A mi, el día de mi cumpleaños no me gusta pasarlo en casa. Prefiero ir a cualquier sitio desconocido, inventarme un viaje a un lugar de la costa y sentarme durante horas mirando el mar. Sentir que también el tiempo se vuelve nuevo, renace, mirar otros cielos y otras gentes. Pero nunca, nunca, este ritual de la torta, las velitas y el cumpleaños feliz en inglés. Es que eso…eso era antes.

Anochece, el encanto de la visita de hoy se ha roto, enciendo la luz y decido no seguir escuchando la celebración que sucede al otro lado del pasillo.

Una nueva semana y durante estos días no he visto entrar y salir a la empleada. Paso los días distraída en mis cosas y hoy domingo empiezo a sentir, desde bien temprano, la agitación interior que me produce la proximidad de un nuevo encuentro. Están cerca las caricias y el revuelo y no puedo concentrarme en la lectura.

Al fin llega la tarde, ubico la silla en la esquina de la sala desde dónde puedo observar la llegada de los parientes. Ver sin ser vista sus caras y atuendos, escuchar sus pasos en la escalera y sentir la voz de la vecina, las expresiones de júbilo, los abrazos.

Espero atenta y no aparecen. Un vértigo interior me sobrecoge, ¿y si no vinieran hoy? Crece en mí un sentimiento de desamparo, de soledad y abandono. ¿Es posible que, por algún motivo que desconozco, tengamos, ella y yo, que empatar una semana con otra sin recibir la visita de los parientes?

Transcurren las horas y nadie llega.
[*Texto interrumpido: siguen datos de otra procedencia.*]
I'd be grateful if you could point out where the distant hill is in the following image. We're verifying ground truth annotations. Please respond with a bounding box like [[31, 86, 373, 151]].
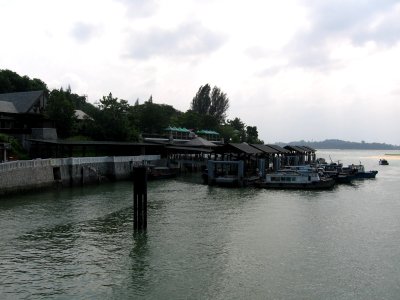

Termina el domingo en la penumbra de la sala con las luces apagadas. Paso la noche en vela. Al fin amanece. Me ahogo en la casa y la incertidumbre por la ausencia inesperada de los parientes me agobia. Salgo y miro hacia arriba. Las ventanas están cerradas.

Han puesto un anuncio, con grandes letras negras, que dice «SE VENDE».